China’s efforts to reduce its reliance on foreign technology are taking a significant turn as it sets its sights on excluding American chip manufacturers from its telecommunications infrastructure. The move, directed by Chinese officials earlier this year, entails phasing out foreign processors crucial to the country’s largest telecom carriers by 2027, posing a potential blow to American chip giants Intel and Advanced Micro Devices (AMD).
The directive, issued by China’s Ministry of Industry and Information Technology, aims to expedite Beijing’s efforts to eliminate the use of foreign core chips in the country’s telecom networks. State-owned mobile operators have been instructed to scrutinize their networks for non-Chinese semiconductors and develop timelines for their replacement. This push underscores China’s commitment to bolstering its domestic semiconductor industry and reducing dependence on foreign technology.
The transition to domestic alternatives is gaining momentum, thanks to improvements in the quality and performance of Chinese chips. This shift is expected to impact Intel and AMD the most, as these companies have been major suppliers of core processors for networking equipment in China and globally.
Beijing’s desire to wean China off American chips is the latest reaction in the U.S.-China technology war that is splintering the global landscape for network equipment, semiconductors and the internet. American lawmakers have banned Chinese telecom equipment over national-security concerns and have restricted U.S. chip companies including AMD and Nvidia from selling their high-end artificial-intelligence chips to China. China’s electric vehicle production may also be impacted as President Joe Biden, the President of the United States has been urged by the Chairperson of the Senate Banking Committee, Senator Sherrod Brown to ban EVs from China, “Chinese electric vehicles are an existential threat to the American auto industry,” he stated.
Shares of Intel and AMD experienced declines following the news, reflecting investor concerns over the potential repercussions of China’s move on these companies’ revenue and market share.
China’s localization efforts extend beyond telecommunications, with the country seeking to source products locally to address national-security concerns. This trend has been observed in various industries, including software and hardware procurement, where Chinese entities are encouraged to prioritize domestic alternatives over foreign products.

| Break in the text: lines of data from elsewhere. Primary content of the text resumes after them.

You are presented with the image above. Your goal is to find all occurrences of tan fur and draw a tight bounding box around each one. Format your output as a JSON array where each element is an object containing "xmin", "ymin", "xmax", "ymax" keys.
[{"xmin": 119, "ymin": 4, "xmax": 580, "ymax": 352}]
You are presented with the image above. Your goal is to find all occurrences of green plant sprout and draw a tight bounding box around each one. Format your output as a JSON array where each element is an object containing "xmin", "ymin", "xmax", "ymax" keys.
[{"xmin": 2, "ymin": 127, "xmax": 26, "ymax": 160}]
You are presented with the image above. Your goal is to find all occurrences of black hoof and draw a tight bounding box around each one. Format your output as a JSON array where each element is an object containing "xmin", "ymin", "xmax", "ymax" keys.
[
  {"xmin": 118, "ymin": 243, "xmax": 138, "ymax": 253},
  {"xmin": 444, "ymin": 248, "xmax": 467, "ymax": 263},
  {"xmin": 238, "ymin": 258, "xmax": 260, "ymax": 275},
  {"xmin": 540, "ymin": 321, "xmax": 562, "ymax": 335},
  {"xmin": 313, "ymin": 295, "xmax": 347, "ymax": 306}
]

Intel and AMD’s China operations face heightened geopolitical risks, with both companies acknowledging the challenges posed by U.S.-China tensions and China’s localization push in their respective annual reports. The dependence on export control authorization and restrictions on high-end AI chip sales to China further complicate the outlook for these companies.
While Chinese chips may not always match the quality of their foreign counterparts, they have gained traction among Chinese telecom customers. Recent procurement data from China Telecom illustrates this trend, with Intel CPUs gradually losing ground to Huawei’s Kunpeng processors in server purchases.
Despite these challenges, China’s demand for wireless communications equipment remains robust, positioning the country as a key market for semiconductor firms. Local CPU substitutes, including offerings from Huawei Technologies’ HiSilicon and Hygon Information Technology, have made significant advancements, further fueling China’s drive towards technological self-sufficiency.